Sydney Piercy, Reporter



There are many myths and “alternative facts” surrounding what the most depressing day or month of the year is.

But one thing is certain: depression and winter are an icy combination.

Seasonal Affective disorder (SAD) is a seasonal depression that affects around 5% of the population. It’s most common in the winter and can also make winters worse for those who already struggle with depression.

North sophomore *Janis Smith has struggled with depression and anxiety since she was eight years old and has experienced crippling symptoms since.

“I’ve missed over a semester of school last year,” she said. “I had to take the last two weeks off because I was unable to get out of bed. That combination of depression and anxiety makes it hard to get anything done, to be productive, to get out of bed even.”

Depression, and, in particular, winter depression affect adults and adolescents alike every day, and other high schoolers also find their lives drastically affected by the all-consuming symptoms.

North student *John Williams said that in the past his school life and grades have been negatively affected by his depression.

“For a long time it pulled my grades down, I was a lot more tired.
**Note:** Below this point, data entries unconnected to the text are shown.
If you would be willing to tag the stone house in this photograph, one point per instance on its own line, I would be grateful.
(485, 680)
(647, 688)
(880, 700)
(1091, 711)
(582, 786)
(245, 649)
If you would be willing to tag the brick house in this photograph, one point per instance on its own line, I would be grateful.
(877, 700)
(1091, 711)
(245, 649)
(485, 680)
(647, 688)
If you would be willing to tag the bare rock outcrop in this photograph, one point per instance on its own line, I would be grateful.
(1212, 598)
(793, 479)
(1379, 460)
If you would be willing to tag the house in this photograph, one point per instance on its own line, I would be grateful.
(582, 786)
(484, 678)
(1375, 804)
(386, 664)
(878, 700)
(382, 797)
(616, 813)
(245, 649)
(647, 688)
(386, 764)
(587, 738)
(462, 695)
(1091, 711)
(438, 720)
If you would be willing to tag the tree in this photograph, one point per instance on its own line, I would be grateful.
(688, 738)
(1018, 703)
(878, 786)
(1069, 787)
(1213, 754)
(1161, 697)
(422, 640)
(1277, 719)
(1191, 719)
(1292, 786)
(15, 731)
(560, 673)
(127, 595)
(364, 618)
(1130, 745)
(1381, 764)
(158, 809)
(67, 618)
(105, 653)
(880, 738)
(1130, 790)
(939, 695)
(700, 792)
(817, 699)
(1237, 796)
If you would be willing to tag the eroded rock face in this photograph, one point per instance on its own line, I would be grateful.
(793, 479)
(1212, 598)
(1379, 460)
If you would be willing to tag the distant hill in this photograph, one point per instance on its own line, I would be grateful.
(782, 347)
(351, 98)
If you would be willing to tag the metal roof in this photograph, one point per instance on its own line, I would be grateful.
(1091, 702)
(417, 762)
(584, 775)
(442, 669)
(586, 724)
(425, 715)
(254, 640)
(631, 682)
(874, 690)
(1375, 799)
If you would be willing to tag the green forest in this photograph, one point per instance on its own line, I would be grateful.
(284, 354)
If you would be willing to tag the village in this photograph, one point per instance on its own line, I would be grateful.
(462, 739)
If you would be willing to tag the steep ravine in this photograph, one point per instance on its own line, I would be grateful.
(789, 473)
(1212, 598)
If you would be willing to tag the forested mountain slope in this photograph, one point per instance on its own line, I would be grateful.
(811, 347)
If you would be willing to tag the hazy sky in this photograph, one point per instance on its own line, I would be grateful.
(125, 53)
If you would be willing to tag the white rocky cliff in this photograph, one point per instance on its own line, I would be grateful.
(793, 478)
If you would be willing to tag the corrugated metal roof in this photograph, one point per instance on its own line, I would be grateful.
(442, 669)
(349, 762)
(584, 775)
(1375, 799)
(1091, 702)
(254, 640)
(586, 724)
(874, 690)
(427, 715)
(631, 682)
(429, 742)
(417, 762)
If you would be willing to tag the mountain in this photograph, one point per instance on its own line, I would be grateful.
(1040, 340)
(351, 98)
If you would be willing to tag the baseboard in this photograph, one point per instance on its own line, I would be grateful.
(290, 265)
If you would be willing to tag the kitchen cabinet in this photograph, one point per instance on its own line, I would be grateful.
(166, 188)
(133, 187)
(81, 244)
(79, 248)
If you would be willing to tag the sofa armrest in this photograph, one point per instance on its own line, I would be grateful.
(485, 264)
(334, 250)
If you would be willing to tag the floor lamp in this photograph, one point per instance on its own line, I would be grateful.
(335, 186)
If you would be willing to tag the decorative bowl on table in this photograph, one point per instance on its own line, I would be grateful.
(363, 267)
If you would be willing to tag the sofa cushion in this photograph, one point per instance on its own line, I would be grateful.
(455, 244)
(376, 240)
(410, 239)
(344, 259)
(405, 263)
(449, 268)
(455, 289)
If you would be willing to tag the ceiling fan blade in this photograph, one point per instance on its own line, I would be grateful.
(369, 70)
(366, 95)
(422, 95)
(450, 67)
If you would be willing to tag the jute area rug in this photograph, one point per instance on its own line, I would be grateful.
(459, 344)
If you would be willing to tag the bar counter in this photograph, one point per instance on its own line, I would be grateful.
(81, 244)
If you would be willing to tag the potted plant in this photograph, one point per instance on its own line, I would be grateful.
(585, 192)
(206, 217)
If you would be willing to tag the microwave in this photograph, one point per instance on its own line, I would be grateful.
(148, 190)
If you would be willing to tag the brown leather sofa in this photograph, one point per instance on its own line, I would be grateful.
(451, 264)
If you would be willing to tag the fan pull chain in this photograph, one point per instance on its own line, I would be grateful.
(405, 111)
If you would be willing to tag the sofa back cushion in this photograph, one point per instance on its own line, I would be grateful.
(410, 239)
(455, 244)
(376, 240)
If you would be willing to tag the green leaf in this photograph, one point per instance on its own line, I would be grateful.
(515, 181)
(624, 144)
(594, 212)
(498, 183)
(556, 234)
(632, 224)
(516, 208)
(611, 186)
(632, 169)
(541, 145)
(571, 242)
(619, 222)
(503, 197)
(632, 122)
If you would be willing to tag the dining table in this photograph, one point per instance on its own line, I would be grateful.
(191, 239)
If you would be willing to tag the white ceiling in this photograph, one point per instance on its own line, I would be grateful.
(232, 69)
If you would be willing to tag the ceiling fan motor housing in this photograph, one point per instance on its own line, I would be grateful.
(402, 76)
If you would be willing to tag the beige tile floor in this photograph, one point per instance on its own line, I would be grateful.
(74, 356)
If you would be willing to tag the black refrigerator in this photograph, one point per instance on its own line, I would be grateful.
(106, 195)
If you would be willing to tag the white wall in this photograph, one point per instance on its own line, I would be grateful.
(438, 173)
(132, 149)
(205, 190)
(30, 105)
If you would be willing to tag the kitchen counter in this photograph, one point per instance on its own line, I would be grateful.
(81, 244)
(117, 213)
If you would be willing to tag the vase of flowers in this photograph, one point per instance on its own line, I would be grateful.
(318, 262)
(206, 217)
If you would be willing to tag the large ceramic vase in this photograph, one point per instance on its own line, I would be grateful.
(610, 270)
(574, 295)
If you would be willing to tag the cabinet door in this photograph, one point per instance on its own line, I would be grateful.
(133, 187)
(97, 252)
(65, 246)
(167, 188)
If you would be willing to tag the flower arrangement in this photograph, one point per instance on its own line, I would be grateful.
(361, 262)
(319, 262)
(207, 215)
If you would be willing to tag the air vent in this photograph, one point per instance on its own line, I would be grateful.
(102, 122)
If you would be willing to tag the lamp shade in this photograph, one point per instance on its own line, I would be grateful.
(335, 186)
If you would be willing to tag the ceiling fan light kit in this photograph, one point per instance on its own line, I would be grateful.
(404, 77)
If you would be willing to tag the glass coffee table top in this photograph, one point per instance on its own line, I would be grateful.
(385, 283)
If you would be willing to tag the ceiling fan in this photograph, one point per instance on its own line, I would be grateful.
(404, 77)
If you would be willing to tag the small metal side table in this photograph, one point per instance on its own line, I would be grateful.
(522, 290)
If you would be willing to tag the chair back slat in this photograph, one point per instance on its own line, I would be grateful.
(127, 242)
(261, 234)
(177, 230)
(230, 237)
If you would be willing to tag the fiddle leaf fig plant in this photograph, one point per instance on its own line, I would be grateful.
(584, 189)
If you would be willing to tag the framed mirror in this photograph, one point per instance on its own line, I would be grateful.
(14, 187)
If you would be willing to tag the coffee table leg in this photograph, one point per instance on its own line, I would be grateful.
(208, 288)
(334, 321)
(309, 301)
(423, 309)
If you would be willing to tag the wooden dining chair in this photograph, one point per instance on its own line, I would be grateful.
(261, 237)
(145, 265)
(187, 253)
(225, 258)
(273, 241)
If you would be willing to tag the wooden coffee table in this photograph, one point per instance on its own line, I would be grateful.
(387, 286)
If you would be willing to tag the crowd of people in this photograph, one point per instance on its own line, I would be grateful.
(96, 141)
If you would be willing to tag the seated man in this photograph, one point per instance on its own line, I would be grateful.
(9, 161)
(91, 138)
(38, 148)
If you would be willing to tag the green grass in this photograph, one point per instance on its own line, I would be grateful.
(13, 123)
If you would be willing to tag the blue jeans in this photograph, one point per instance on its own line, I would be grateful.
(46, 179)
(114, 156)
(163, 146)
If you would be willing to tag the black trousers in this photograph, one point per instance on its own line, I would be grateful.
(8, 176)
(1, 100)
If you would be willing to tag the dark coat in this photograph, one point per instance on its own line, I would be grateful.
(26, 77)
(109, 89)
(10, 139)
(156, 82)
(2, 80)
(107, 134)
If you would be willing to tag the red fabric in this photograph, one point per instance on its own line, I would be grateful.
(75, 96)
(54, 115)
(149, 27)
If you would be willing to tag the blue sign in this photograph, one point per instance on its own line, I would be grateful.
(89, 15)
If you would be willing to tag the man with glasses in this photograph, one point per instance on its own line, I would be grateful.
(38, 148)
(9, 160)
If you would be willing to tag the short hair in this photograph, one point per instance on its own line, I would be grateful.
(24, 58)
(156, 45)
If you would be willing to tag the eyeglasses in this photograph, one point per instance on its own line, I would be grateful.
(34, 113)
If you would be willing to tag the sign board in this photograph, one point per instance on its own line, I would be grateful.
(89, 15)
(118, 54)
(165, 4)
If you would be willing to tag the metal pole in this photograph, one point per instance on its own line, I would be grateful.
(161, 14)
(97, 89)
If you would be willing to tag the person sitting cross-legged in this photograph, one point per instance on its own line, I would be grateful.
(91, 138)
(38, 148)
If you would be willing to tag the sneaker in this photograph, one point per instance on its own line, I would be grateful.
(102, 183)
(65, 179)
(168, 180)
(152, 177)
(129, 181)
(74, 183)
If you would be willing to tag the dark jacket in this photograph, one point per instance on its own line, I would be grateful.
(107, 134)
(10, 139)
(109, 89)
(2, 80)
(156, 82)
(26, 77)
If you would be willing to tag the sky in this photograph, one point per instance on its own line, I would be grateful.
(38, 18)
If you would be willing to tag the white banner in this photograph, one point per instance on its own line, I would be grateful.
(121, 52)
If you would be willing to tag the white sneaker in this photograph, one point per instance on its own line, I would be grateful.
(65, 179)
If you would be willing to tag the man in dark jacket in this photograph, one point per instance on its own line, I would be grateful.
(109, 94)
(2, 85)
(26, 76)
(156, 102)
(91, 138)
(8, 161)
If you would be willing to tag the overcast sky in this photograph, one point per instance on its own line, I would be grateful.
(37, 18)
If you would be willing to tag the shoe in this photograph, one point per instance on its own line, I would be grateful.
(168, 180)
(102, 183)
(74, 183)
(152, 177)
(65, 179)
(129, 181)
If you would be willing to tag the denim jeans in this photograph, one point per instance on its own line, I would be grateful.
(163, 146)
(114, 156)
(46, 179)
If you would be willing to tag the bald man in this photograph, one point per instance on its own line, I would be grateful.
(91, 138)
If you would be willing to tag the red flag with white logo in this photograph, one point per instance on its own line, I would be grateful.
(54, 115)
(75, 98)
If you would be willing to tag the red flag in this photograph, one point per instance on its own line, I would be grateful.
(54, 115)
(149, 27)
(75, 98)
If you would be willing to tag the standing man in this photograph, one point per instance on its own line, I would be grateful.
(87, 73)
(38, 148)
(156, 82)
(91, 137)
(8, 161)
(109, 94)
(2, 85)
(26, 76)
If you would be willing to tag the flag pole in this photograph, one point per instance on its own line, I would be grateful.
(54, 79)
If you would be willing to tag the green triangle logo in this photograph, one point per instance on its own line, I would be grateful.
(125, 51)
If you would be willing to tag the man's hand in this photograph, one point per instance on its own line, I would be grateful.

I felt the need to sleep more even though got plenty of sleep,” Williams said.

Both Smith and Williams find that depression makes school work and keeping good grades especially challenging.

While Smith as is aware of her mental health patterns and has been in therapy for depression and anxiety for years, she still finds that her depression takes a turn for the worst in the winter months.

Smith is not alone. Many people of all ages who struggle with depression find it worsens substantially in the winter months.

What some don’t realize is that they are struggling with SAD, or seasonal affective disorder. SAD is something most people don’t realize is real and serious.

But it’s real to the people who can barely pull themselves out of bed on dark winter mornings. It’s real to those who don’t understand why they have a deep desire to be alone around the holidays, when family and friends should be abundant.

Williams talks about how he is affected by winter and the holidays.

“Usually I go up a little bit around Christmas and then back down after,” Williams said.

This is common for people who struggle with depression. Either the holidays are a high point surrounded by the dark melancholy months that surround it, or the holidays are a time of loneliness and sadness.

“I just don’t get excited or get all, ‘yay, it’s Christmas,’” Smith said. “I just feel numb.”

Smith, Williams, and many other students struggle to make it during the winter months.

“It ruined my life,” Williams said. “But therapy and medication really saved me.”

Getting help is the first and most important step in battling depression. When asked to give other students struggling with depression advice, both Williams and Smith said the most important thing is to seek professional help and to make sure you’re not going through it alone.

“Go to therapy and get medical attention,” Smith said. “Seek help because I didn’t. Seek help even though it seems scary.”